Ways to teach your kids to meditate:
- Model. Start a practice yourself. There are lots of health benefits. I am not where I would like to be in my own meditation practice, but I am doing it daily and feel the positive impact of it. You only really need a few minute to begin.
- Practice deep breathing with your kids. Here is a link of a previous post about teaching it.
- Schedule a time to do it. Start your day that way or end it with a meditation.
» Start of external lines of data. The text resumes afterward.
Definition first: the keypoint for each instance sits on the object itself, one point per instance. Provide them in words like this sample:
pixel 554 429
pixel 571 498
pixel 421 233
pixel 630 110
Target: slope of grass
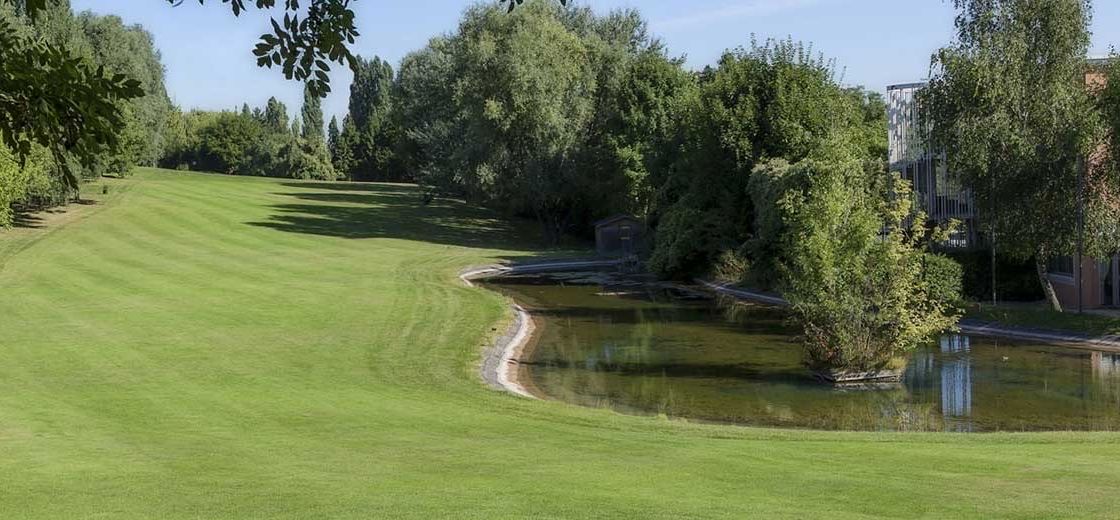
pixel 211 346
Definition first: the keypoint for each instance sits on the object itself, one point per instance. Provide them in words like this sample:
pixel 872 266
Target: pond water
pixel 642 350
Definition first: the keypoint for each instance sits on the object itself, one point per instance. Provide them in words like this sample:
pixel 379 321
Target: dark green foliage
pixel 1016 279
pixel 858 279
pixel 313 117
pixel 233 142
pixel 774 100
pixel 553 113
pixel 224 145
pixel 942 279
pixel 371 135
pixel 53 99
pixel 1010 108
pixel 276 115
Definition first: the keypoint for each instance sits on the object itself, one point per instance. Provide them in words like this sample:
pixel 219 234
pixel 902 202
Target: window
pixel 1061 266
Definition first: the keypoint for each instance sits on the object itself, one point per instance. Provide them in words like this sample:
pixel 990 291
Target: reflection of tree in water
pixel 957 382
pixel 1107 375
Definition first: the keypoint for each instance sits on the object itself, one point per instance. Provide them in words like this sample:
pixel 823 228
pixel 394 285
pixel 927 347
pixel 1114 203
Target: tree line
pixel 133 128
pixel 252 141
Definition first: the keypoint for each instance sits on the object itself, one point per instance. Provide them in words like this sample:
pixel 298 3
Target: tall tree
pixel 276 117
pixel 370 137
pixel 1009 105
pixel 313 117
pixel 333 132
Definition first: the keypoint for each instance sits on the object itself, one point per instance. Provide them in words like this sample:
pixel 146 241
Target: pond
pixel 642 349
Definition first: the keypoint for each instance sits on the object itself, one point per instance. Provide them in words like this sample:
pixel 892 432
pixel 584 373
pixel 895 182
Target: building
pixel 935 192
pixel 942 197
pixel 619 235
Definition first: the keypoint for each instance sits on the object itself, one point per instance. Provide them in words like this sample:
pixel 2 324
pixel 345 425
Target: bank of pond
pixel 649 349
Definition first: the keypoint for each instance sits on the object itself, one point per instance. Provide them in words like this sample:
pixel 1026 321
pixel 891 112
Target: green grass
pixel 1037 315
pixel 211 346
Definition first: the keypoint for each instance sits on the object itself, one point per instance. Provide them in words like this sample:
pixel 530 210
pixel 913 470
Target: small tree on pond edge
pixel 859 281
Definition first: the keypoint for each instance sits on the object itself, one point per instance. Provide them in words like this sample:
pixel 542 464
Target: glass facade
pixel 935 191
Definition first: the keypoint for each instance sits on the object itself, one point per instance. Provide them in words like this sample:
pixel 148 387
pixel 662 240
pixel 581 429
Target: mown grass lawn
pixel 211 346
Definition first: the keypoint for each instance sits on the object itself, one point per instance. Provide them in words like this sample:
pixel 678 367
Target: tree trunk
pixel 1047 287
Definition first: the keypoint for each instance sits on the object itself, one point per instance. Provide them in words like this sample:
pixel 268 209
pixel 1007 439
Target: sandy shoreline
pixel 501 361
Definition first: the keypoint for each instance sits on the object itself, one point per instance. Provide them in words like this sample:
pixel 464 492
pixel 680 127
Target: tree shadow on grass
pixel 380 211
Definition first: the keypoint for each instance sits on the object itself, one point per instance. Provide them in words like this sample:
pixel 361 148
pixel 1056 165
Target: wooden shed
pixel 619 235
- I am a huge fan of apps on your phones for practicing a meditation. However, if you do not have a smart phone, you can buy a CD or even just go to youtube. Don’t want to buy one, try focusing on your breathe in silence.
- Try different meditations. Your child may like different ones as well. My oldest has figured out he likes ones that “tell you what to do, with rain in the background”.
This meditation is one to do with kids from the Greater Good at Berkley. You can find more information on meditating with kids here and here.
This post is for informational and educational purposes only.